Z_cat = torch.cat(head_outputs, dim=-1)  # [seq_len, d_out]

# Output projection back to emb_dim
out_proj = nn.Linear(d_out, emb_dim, bias=False)
with torch.no_grad():
    out_proj.weight.copy_(torch.tensor([
        [ 0.5,  0.0,  0.3,  0.0],
        [ 0.0,  0.4,  0.0,  0.6],
        [ 0.2, -0.1,  0.5,  0.0],
        [ 0.1,  0.0,  0.0,  0.3],
    ]))

Z_multi = out_proj(Z_cat)  # [seq_len, emb_dim]

print("Concatenated heads Z (shape):", Z_cat.shape)
print("Z (multi-head) projected back to emb_dim:\n", Z_multi)


Concatenated heads Z (shape): torch.Size([5, 4])
Z (multi-head) projected back to emb_dim:
 tensor([[0.0650, 0.0160, 0.0497, 0.0152],
        [0.0653, 0.0150, 0.0501, 0.0152],
        [0.0650, 0.0165, 0.0496, 0.0151],
        [0.0656, 0.0130, 0.0507, 0.0153],
        [0.0654, 0.0145, 0.0503, 0.0152]], grad_fn=<MmBackward0>)
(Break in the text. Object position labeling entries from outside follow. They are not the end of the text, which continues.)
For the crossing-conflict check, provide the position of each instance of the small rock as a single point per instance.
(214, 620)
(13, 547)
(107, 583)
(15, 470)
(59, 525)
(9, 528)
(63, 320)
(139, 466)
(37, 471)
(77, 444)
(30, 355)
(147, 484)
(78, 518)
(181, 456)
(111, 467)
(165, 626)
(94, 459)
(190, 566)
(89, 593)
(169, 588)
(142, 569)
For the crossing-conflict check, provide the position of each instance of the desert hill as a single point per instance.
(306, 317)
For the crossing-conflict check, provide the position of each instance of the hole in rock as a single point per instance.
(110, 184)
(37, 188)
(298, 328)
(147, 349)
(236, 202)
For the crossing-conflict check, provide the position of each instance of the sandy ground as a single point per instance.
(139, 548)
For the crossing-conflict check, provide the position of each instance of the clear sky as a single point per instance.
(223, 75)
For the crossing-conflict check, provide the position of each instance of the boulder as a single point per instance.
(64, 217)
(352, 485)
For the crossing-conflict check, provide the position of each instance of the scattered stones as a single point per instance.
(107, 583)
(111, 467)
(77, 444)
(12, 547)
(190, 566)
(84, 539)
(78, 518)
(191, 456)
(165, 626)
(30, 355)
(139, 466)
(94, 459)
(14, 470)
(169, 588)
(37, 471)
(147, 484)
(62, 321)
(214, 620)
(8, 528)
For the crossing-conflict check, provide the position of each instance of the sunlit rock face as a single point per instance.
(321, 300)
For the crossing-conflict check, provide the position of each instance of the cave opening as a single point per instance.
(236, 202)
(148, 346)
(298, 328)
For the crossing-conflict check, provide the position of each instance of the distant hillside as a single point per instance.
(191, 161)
## 6) Interpretability Notes

- Each row of the **attention weights** corresponds to a **query token**: how much it listens to each key/token.  
- The **context vector** for a token is a **weighted mixture** of all value vectors, using its row of weights.  
- **Multi-head** attention lets different heads focus on different patterns; we concatenate and then project.